Diagram shows the variation of internal energy $\left(\right.U\left.\right)$ with the pressure $\left(\right.P\left.\right)$ of $2.0 \, mole$ gas in cyclic process $abcda$ . The temperature of gas at $c$ and $d$ are $300 \, K$ and $500 \, K$ , respectively.
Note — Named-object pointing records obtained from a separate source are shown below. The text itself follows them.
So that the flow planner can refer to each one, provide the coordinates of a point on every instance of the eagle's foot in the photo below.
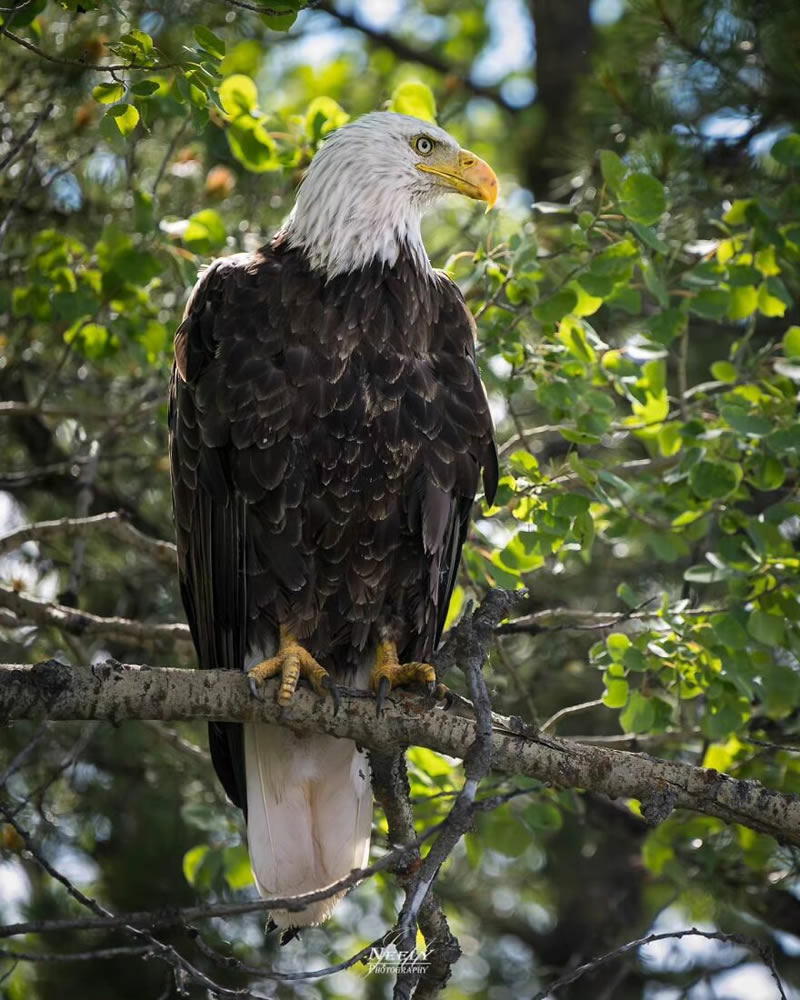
(389, 673)
(292, 662)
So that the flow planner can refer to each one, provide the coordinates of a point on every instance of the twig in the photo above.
(745, 942)
(83, 623)
(112, 521)
(76, 956)
(570, 710)
(43, 115)
(75, 64)
(185, 916)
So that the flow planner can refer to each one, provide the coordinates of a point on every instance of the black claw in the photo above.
(328, 683)
(380, 698)
(289, 934)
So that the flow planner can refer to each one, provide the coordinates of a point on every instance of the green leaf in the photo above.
(616, 261)
(711, 303)
(236, 867)
(205, 232)
(744, 422)
(618, 644)
(714, 480)
(767, 628)
(767, 473)
(238, 95)
(642, 198)
(554, 309)
(108, 93)
(192, 861)
(649, 237)
(252, 145)
(665, 326)
(208, 41)
(138, 40)
(791, 342)
(743, 302)
(414, 98)
(245, 57)
(145, 88)
(282, 15)
(612, 168)
(125, 116)
(616, 692)
(769, 304)
(787, 150)
(639, 715)
(323, 116)
(724, 371)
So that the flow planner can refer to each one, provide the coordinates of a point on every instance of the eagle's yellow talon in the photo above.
(292, 662)
(388, 673)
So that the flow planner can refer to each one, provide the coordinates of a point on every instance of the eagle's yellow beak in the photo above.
(469, 175)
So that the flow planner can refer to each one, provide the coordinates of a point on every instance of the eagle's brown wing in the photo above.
(326, 443)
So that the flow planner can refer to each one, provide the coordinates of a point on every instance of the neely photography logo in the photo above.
(389, 959)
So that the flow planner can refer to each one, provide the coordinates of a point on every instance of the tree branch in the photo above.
(68, 527)
(52, 690)
(83, 623)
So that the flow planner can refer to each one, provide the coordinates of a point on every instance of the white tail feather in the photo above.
(309, 815)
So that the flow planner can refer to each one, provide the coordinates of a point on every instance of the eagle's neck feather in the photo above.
(350, 214)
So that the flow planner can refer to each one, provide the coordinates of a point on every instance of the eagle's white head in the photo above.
(366, 189)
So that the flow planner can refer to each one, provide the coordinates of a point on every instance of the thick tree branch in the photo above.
(52, 690)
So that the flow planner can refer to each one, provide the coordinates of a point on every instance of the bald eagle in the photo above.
(328, 431)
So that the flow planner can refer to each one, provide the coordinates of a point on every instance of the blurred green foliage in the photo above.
(639, 333)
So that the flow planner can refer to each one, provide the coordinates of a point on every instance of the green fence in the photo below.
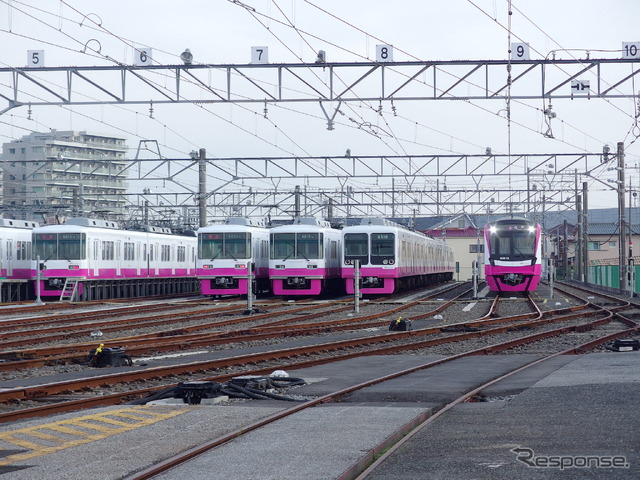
(609, 276)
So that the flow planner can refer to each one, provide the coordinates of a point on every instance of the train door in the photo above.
(95, 257)
(9, 258)
(118, 257)
(155, 258)
(3, 260)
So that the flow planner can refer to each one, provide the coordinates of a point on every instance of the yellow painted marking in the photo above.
(95, 426)
(46, 436)
(28, 437)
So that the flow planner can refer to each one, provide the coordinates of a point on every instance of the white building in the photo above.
(65, 173)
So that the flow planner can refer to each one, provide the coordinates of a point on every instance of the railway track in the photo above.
(373, 343)
(372, 460)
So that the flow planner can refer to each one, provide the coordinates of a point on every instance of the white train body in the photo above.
(227, 252)
(304, 257)
(15, 249)
(107, 261)
(392, 257)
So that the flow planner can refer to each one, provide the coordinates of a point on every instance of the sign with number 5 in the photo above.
(142, 57)
(35, 58)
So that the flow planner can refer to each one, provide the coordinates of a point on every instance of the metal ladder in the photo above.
(69, 290)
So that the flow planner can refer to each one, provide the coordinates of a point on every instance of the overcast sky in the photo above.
(221, 31)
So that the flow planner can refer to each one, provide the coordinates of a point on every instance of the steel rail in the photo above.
(390, 446)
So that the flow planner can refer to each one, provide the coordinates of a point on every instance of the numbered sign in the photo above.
(631, 50)
(520, 51)
(579, 87)
(384, 53)
(259, 54)
(35, 58)
(142, 57)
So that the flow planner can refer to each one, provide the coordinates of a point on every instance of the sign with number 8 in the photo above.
(384, 53)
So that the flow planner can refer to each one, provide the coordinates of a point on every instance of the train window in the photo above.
(237, 245)
(512, 244)
(228, 245)
(72, 246)
(308, 245)
(282, 245)
(45, 246)
(475, 248)
(356, 247)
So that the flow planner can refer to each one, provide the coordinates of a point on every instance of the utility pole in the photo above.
(296, 199)
(622, 260)
(585, 232)
(578, 250)
(202, 170)
(577, 253)
(565, 252)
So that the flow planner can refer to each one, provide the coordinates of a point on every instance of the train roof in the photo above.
(12, 223)
(250, 222)
(512, 221)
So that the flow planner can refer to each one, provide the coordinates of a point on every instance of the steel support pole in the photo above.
(202, 190)
(622, 260)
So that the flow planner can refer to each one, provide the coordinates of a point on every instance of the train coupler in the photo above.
(192, 393)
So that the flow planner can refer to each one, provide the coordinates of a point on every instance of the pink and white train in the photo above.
(392, 257)
(227, 252)
(15, 258)
(98, 260)
(305, 258)
(512, 255)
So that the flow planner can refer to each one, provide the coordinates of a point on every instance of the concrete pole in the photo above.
(585, 232)
(622, 260)
(202, 190)
(565, 252)
(38, 279)
(579, 246)
(296, 198)
(356, 286)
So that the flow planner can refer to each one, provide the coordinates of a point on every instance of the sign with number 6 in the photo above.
(142, 57)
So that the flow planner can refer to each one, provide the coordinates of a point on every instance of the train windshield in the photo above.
(512, 244)
(356, 247)
(225, 245)
(59, 246)
(296, 246)
(382, 248)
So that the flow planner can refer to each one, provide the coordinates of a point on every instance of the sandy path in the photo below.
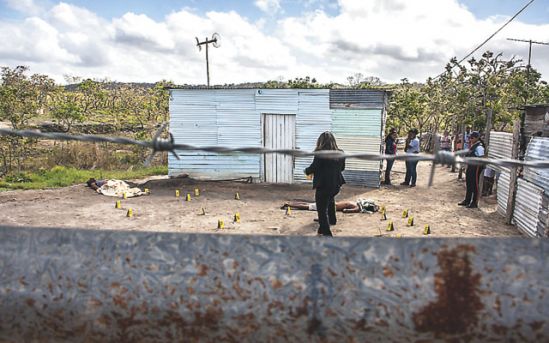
(259, 208)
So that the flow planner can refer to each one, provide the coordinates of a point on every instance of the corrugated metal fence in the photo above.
(531, 202)
(89, 285)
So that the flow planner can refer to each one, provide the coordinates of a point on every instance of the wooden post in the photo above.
(513, 180)
(461, 166)
(486, 147)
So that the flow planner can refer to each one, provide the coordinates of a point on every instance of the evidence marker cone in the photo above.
(411, 221)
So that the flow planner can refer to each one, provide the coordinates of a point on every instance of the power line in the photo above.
(491, 36)
(158, 144)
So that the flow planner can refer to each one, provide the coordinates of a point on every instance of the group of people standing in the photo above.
(328, 177)
(411, 147)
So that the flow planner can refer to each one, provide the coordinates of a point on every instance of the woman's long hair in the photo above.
(326, 141)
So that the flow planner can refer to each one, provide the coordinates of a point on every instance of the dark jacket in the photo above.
(327, 173)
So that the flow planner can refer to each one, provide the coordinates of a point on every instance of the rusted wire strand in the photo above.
(158, 144)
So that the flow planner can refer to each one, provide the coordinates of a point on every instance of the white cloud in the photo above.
(268, 6)
(391, 39)
(28, 7)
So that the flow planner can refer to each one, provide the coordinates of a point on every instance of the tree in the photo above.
(21, 98)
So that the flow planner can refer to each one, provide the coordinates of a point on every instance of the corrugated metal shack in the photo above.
(531, 205)
(276, 119)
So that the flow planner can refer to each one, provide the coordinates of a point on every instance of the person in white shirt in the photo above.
(473, 172)
(412, 147)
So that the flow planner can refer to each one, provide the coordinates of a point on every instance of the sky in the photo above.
(261, 40)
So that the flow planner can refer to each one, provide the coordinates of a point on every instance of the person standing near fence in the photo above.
(473, 172)
(390, 149)
(327, 180)
(412, 147)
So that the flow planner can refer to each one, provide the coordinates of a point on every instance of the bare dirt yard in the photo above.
(259, 208)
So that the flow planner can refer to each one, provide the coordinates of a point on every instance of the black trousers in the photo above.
(411, 172)
(325, 207)
(472, 176)
(388, 171)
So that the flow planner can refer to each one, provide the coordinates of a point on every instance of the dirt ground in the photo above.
(259, 208)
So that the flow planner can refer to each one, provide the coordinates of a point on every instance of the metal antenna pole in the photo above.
(207, 65)
(206, 42)
(529, 66)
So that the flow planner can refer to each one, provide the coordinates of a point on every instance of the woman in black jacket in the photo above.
(327, 181)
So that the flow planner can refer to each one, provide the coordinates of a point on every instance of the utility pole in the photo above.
(523, 115)
(215, 42)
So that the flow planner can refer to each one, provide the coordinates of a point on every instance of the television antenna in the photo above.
(215, 42)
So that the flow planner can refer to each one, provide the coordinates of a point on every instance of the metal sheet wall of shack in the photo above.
(501, 147)
(221, 117)
(538, 149)
(61, 285)
(528, 205)
(232, 118)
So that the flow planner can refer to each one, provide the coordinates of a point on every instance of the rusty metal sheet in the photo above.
(100, 285)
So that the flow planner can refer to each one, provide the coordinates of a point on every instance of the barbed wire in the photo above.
(159, 144)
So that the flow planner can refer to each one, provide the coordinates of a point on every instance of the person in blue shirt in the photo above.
(412, 147)
(473, 172)
(390, 149)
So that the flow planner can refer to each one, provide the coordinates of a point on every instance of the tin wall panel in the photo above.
(538, 149)
(501, 146)
(359, 131)
(503, 192)
(528, 205)
(357, 98)
(276, 101)
(214, 117)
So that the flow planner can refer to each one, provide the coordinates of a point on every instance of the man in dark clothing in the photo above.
(327, 181)
(390, 149)
(473, 172)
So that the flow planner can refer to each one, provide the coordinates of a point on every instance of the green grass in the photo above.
(62, 177)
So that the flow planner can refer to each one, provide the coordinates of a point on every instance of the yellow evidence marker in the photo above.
(411, 221)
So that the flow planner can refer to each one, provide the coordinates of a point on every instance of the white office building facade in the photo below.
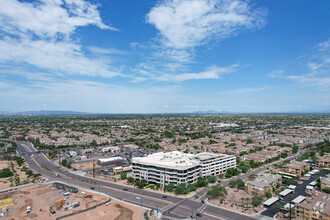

Calculate the heat absorbed by the gas during the process.

• A. $440 \, R \, ln2$
• B. $400 \, R \, ln2$
• C. $430 \, R \, ln2$
• D. $414 \, R \, ln2$

Answer 1

Answer: (B)

Change in internal energy for cyclic process $\left(\Delta \text{U}\right) = 0$
For process $\text{a} \rightarrow \text{b} \text{, } \left(\text{P} - \text{constant}\right)$
$\text{W}_{\text{a} \rightarrow \text{b}} = \text{P} \Delta \text{V} = \text{n} \text{R} \Delta \text{T} = - 4 0 0 \text{ R}$
For process $\text{b} \rightarrow \text{c} \text{, } \left(\text{T} - \text{constant}\right)$
$\left(\text{W}\right)_{\text{b} \rightarrow \text{c}}=nRTln\left(\frac{P_{i}}{P_{f}}\right)=-2\text{R}\left(300\right)\text{ln}2$
For process $\text{c} \rightarrow \text{d} \text{, } \left(\text{P} - \text{constant}\right)$
$\text{W}_{\text{c} \rightarrow \text{d}}=\text{P}\Delta \text{V}=\text{nR}\Delta \text{T=}+400\text{R}$
For process $\text{d} \rightarrow \text{a} \text{, } \left(\text{T} - \text{constant}\right)$
$\left(\text{W}\right)_{\text{d} \rightarrow \text{a}}=nRTln\left(\frac{P_{i}}{P_{f}}\right)=+2\text{R}\left(5 0 0\right)\text{ln}2$
Net work,
$\left(\Delta \text{W}\right) = \left(\text{W}\right)_{\text{a} \rightarrow \text{b}} + \left(\text{W}\right)_{\text{b} + \text{c}} + \left(\text{W}\right)_{\text{c} \rightarrow \text{d}} + \left(\text{W}\right)_{\text{d} \rightarrow \text{a}}$
$\Delta \text{W} = 4 0 0 \text{ R ln 2}$
$\text{dQ} = \text{dU} + \text{dW}$ , first law of thermodynamics
$\text{dQ} = 4 0 0 \text{ R ln 2}$